Après Varsovie, Kiev, Budapest, et Belgrade, la 5e édition du Festival pluridisciplinaire Un week-end à l’Est se déroulera du 24 au 29 novembre 2021, avec cette année SOFIA la capitale bulgare comme invitée à l’honneur dans une quinzaine de lieux du 6e arrondissement à Paris. Cinq jours d’effervescence de cette manifestation qui s’affirme d’année en année comme une opportunité unique d’appréhender toute la création vivante de la capitale invitée, à travers ses écrivains, ses penseurs et ses artistes, tout en créant un espace d’échanges et de partage entre l’Est et l’Ouest.
Pour cette 5e édition consacrée à la capitale bulgare, une trentaine d’invités et d’intervenants, artistes et intellectuels, seront présents dans quinze lieux du Quartier Latin pour la plupart : des librairies, des galeries, les Beaux-Arts de Paris, l’Espace des femmes-Antoinette Fouque, l’Odéon-Théâtre de l’Europe, le Christine Cinéma Club… Cette 5e édition met résolument en avant les arts visuels, avec un parcours artistique dans plusieurs galeries du 6e arrondissement et plusieurs conférences aux Beaux-Arts de Paris, avec un hommage particulier à Christo aux Beaux-Arts de Paris. Le parrain de cette édition est le cinéaste d’animation bulgare Theodore Ushev.

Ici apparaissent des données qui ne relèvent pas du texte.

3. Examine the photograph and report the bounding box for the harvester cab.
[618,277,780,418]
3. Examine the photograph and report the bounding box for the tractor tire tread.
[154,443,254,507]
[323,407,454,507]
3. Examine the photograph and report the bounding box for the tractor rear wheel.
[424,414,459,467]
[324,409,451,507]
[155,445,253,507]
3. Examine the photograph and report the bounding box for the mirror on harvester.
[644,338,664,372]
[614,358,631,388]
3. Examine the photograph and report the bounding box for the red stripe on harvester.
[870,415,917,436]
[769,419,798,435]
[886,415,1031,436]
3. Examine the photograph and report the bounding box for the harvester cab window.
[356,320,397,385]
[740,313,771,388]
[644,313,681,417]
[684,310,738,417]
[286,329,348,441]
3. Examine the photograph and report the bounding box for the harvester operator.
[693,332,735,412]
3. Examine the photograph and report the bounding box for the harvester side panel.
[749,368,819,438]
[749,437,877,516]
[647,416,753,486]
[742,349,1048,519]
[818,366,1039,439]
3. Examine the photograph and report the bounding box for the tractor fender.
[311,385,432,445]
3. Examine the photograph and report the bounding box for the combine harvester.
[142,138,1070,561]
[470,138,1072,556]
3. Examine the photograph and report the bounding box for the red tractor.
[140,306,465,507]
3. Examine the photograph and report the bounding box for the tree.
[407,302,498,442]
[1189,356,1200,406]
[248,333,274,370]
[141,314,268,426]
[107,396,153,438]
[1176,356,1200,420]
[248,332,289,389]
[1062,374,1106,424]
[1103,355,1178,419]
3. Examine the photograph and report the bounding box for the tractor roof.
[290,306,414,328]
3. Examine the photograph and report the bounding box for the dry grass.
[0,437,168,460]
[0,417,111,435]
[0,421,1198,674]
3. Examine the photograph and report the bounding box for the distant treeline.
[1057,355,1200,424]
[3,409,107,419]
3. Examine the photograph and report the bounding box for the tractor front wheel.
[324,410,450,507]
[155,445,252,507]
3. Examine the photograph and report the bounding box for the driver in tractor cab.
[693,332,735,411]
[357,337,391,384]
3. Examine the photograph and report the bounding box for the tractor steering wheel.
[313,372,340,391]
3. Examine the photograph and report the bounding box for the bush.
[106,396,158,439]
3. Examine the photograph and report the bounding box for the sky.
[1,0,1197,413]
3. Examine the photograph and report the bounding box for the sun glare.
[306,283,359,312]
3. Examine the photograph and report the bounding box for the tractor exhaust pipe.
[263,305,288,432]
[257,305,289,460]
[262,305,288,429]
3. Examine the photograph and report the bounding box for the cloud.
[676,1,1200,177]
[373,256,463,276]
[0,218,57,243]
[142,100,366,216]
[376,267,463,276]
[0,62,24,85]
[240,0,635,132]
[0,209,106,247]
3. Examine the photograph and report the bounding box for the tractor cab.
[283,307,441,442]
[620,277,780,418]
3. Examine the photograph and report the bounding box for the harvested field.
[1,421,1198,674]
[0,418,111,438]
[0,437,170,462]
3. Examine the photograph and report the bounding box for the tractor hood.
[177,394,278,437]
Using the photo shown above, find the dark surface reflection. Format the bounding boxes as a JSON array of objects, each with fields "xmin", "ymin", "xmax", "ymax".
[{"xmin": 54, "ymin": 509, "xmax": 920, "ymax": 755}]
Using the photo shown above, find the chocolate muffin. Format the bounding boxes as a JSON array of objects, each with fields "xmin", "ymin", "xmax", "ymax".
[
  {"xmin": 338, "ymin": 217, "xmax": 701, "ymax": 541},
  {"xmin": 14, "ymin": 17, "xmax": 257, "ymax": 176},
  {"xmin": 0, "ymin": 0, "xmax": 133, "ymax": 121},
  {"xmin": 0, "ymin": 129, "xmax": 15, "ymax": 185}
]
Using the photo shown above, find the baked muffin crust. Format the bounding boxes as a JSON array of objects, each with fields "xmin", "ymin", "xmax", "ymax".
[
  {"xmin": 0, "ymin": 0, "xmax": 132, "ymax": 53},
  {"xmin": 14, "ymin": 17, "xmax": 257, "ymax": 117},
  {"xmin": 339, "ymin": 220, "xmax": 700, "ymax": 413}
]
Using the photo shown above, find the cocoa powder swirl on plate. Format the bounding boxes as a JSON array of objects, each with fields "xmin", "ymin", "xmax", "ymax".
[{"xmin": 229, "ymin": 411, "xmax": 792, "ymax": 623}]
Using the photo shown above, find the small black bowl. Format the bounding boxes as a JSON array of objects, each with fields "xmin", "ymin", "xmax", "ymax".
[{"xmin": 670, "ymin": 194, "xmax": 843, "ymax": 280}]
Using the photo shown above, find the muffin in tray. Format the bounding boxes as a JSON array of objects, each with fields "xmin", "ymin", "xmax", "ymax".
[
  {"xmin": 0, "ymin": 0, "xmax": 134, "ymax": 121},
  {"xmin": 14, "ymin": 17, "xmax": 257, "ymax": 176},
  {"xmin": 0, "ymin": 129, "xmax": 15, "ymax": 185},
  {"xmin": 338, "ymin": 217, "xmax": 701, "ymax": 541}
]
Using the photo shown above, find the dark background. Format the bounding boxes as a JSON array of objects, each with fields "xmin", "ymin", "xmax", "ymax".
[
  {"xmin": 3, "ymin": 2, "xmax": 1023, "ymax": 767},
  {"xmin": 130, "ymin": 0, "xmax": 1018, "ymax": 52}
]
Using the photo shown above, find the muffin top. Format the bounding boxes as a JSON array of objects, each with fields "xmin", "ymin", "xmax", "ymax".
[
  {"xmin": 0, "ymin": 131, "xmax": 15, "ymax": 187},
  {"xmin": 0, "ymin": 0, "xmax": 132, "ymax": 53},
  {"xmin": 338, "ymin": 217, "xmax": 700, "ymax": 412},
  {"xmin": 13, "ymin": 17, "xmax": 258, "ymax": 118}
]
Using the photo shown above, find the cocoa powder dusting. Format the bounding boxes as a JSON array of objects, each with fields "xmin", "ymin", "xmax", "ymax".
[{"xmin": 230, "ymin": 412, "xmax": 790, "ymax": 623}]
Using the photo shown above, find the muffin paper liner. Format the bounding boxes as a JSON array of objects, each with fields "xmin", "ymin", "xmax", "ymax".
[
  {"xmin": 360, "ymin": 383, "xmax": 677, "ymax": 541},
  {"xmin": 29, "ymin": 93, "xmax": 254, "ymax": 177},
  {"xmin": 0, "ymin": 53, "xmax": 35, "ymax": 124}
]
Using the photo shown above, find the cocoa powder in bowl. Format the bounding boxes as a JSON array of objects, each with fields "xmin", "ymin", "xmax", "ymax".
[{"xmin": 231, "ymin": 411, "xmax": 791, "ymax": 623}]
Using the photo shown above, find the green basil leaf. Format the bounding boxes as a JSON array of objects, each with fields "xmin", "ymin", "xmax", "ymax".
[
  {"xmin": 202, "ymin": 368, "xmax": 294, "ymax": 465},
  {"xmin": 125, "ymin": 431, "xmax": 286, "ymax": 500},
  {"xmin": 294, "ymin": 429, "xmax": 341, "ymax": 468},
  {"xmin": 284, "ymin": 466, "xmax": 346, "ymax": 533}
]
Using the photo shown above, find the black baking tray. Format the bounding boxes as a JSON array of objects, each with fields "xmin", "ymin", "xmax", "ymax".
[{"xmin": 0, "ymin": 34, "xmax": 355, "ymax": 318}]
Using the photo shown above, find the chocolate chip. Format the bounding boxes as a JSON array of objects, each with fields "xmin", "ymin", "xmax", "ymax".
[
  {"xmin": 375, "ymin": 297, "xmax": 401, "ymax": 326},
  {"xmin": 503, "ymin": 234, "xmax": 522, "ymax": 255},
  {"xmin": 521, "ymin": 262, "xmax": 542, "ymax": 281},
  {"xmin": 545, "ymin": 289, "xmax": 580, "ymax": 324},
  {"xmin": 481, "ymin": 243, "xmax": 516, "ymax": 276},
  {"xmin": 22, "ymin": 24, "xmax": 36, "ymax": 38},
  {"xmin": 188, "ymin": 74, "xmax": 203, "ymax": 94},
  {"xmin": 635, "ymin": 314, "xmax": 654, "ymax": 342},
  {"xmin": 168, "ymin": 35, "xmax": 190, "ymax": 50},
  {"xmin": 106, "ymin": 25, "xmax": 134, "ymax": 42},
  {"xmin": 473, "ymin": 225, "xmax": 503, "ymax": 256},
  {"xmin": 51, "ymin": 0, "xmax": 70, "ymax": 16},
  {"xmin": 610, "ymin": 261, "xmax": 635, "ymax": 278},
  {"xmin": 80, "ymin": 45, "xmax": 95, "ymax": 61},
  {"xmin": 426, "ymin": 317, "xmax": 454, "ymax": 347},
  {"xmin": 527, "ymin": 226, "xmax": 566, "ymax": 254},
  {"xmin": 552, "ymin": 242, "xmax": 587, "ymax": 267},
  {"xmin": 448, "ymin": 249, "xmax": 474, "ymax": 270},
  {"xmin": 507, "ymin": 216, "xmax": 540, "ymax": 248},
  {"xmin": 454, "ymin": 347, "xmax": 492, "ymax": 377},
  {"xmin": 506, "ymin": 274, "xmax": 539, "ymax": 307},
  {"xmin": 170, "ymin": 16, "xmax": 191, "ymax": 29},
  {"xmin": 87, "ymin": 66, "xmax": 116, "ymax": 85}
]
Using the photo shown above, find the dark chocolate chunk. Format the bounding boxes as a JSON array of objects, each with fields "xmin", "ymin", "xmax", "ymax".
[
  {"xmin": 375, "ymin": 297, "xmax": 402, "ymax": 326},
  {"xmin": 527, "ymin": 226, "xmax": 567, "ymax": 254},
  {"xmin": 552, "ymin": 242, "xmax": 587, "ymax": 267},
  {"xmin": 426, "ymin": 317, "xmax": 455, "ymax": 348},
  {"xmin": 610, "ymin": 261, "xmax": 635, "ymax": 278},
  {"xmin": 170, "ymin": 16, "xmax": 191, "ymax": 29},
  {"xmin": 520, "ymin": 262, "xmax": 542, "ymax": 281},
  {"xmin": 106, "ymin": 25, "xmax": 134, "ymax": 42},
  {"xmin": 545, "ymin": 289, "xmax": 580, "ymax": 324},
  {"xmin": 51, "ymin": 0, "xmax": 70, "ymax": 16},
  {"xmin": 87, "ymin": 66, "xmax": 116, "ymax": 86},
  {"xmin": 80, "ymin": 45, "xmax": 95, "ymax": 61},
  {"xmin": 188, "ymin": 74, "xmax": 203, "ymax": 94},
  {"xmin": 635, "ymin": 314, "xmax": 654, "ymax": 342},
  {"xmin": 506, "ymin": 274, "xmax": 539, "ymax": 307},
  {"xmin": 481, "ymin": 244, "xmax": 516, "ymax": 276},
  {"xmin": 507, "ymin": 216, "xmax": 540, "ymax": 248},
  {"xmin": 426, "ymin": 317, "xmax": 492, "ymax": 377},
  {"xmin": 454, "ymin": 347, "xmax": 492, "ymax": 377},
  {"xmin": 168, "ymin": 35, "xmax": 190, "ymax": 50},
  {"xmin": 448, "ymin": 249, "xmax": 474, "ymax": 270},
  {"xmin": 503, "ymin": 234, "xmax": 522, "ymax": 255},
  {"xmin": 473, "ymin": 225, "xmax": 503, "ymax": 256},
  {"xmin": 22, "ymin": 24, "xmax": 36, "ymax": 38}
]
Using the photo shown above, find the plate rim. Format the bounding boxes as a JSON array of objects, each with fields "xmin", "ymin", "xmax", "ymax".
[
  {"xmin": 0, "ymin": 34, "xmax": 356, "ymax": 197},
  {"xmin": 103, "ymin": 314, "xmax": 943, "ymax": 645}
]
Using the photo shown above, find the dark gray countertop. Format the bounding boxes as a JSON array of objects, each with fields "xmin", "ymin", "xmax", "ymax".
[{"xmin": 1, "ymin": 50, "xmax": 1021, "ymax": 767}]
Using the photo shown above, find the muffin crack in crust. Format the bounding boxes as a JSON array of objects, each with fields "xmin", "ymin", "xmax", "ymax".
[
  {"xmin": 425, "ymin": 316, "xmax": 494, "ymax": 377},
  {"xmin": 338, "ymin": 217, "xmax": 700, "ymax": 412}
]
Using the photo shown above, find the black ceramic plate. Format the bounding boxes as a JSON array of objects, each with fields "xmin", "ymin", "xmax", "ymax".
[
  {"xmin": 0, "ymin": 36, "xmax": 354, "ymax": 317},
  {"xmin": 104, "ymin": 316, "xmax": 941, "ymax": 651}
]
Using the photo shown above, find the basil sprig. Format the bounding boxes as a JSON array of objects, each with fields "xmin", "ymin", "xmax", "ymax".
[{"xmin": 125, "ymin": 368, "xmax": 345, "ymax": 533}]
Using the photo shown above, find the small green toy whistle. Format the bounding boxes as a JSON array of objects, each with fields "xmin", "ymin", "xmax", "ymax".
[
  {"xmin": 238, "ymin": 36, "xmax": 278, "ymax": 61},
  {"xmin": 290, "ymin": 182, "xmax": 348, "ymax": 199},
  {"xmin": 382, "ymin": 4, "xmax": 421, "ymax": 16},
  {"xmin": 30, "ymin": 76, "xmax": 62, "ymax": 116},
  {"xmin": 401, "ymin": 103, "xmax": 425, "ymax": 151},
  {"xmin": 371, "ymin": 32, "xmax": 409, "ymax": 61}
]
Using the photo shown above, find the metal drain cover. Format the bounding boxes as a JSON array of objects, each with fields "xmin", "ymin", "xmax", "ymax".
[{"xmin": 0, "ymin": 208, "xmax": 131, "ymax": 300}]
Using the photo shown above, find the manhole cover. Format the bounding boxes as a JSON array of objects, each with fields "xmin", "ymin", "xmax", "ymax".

Les dix artistes plasticiens invités cette année sont : Christo; Eugenia Maximova, photographe ; Nikola Mihov, photographe & le Collectif PUK, photographes ; Elina Kechicheva, photographe ; Nina Kovacheva, artiste plasticienne ; Stefan Nikolaev, artiste plasticien et sculpteur ; Iona Pelovska, artiste plasticienne et vidéaste, Nedko Solakov, artiste plasticien ; Luba Haleva, illustratrice, et le parrain de l’édition, le cinéaste Theodore Ushev.
Les lieux partenaires où retrouver les expositions sont : les Beaux-Arts de Paris, l’Institut culturel bulgare, l’Espace des Femmes-Antoinette Fouque, Delpire & Co, la Galerie du Crous, la Galerie Vellutini, la Librairie-Galerie Métamorphoses, la Librairie Polonaise, et la Mairie du 6e arrondissement. Avec le soutien de Galleria Continua et de la Galerie Michel Rein.
Un parcours de vernissages des expositions aura lieu le jeudi 25 novembre 2021 de 18h à 20h dans ces différents lieux. Un verre avec les artistes sera proposé à la Galerie Delpire & Co à partir de 19h30.
Le programme complet du Week-end l’Est 2021 est à retrouver sur le site internet et dans la newsletter sur inscription : https://weekendalest.com
Eugenia Maximova : « The places you called home »
L’exposition « The places you called home » fait dialoguer deux séries de la photographe : « Kitchens stories from the Balkans » et « Of Time and Memories ». Elle y interroge le rôle des espaces de vie intimes, dans notre lien au passé, à l’histoire, à une mémoire à la fois personnelle et universelle.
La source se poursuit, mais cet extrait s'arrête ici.